You are viewing a plain text version of this content. The canonical link for it is here.
Posted to commits@druid.apache.org by GitBox <gi...@apache.org> on 2020/10/05 22:28:11 UTC

[GitHub] [druid] jihoonson commented on a change in pull request #10479: Fix compaction task slot computation in auto compaction

jihoonson commented on a change in pull request #10479:
URL: https://github.com/apache/druid/pull/10479#discussion_r499906319



##########
File path: server/src/main/java/org/apache/druid/server/coordinator/duty/CompactSegments.java
##########
@@ -277,7 +300,8 @@ private CoordinatorStats doRun(
         );
         LOG.infoSegments(segmentsToCompact, "Compacting segments");
         // Count the compaction task itself + its sub tasks
-        numSubmittedTasks += findNumMaxConcurrentSubTasks(config.getTuningConfig()) + 1;
+        numSubmittedTasks++;
+        numCompactionTasksAndSubtasks += findMaxNumTaskSlotsUsedByOneCompactionTask(config.getTuningConfig()) + 1;

Review comment:
       Oops, good catch. It was always counting an extra slot regardless of the mode of the compaction task. Added tests.

##########
File path: server/src/main/java/org/apache/druid/server/coordinator/duty/CompactSegments.java
##########
@@ -277,7 +300,8 @@ private CoordinatorStats doRun(
         );
         LOG.infoSegments(segmentsToCompact, "Compacting segments");
         // Count the compaction task itself + its sub tasks
-        numSubmittedTasks += findNumMaxConcurrentSubTasks(config.getTuningConfig()) + 1;
+        numSubmittedTasks++;

Review comment:
       I think the previous one was wrong. It should count only the number of compaction tasks, not including its subtasks. I think this change would be fine since it's not documented yet. But yes, we should document it and all missing metrics.

##########
File path: server/src/main/java/org/apache/druid/server/coordinator/duty/CompactSegments.java
##########
@@ -180,24 +183,43 @@ public DruidCoordinatorRuntimeParams run(DruidCoordinatorRuntimeParams params)
   }
 
   /**
-   * Each compaction task can run a parallel indexing task. When we count the number of current running
-   * compaction tasks, we should count the sub tasks of the parallel indexing task as well. However, we currently
-   * don't have a good way to get the number of current running sub tasks except poking each supervisor task,
-   * which is complex to handle all kinds of failures.
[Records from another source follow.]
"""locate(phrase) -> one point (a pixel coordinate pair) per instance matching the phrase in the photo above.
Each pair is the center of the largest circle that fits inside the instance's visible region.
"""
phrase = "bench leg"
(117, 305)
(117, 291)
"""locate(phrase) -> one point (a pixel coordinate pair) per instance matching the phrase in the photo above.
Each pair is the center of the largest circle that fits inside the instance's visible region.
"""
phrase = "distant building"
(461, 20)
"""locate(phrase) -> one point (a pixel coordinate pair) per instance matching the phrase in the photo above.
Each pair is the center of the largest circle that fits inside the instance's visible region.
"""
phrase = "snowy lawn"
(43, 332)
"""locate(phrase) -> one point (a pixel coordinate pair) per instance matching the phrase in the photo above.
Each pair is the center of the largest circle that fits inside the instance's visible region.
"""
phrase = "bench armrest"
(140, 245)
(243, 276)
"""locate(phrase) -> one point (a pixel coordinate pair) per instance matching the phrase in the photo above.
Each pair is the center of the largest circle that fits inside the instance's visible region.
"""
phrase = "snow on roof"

Here, we simply return {@code maxNumConcurrentSubTasks} instead
-   * to estimate the number of sub tasks conservatively. This should be ok since it won't affect to the performance of
-   * other ingestion types.
+   * Returns the maximum number of task slots used by one compaction task at any time when the task is issued with
+   * the given tuningConfig.
    */
-  private int findNumMaxConcurrentSubTasks(@Nullable ClientCompactionTaskQueryTuningConfig tuningConfig)
+  @VisibleForTesting
+  static int findMaxNumTaskSlotsUsedByOneCompactionTask(@Nullable ClientCompactionTaskQueryTuningConfig tuningConfig)
   {
-    if (tuningConfig != null && tuningConfig.getMaxNumConcurrentSubTasks() != null) {
-      // The actual number of subtasks might be smaller than the configured max.
-      // However, we use the max to simplify the estimation here.
-      return tuningConfig.getMaxNumConcurrentSubTasks();
+    if (isParallelMode(tuningConfig)) {
+      @Nullable Integer maxNumConcurrentSubTasks = tuningConfig.getMaxNumConcurrentSubTasks();
+      // Max number of task slots used in parallel mode = maxNumConcurrentSubTasks + 1 (supervisor task)
+      return (maxNumConcurrentSubTasks == null ? 1 : maxNumConcurrentSubTasks) + 1;
     } else {
-      return 0;
+      return 1;
     }
   }
 
+  /**
+   * Returns true if the compaction task can run in the parallel mode with the given tuningConfig.
+   * This method should be synchronized with ParallelIndexSupervisorTask.isParallelMode(InputSource, ParallelIndexTuningConfig).
+   */
+  @VisibleForTesting
+  static boolean isParallelMode(@Nullable ClientCompactionTaskQueryTuningConfig tuningConfig)

Review comment:
       They can't be merged for now since they are in different modules. There will be a cyclic dependency if I add a dependency for `indexing-service` in `server` since `indexing-service` already has one for `server`.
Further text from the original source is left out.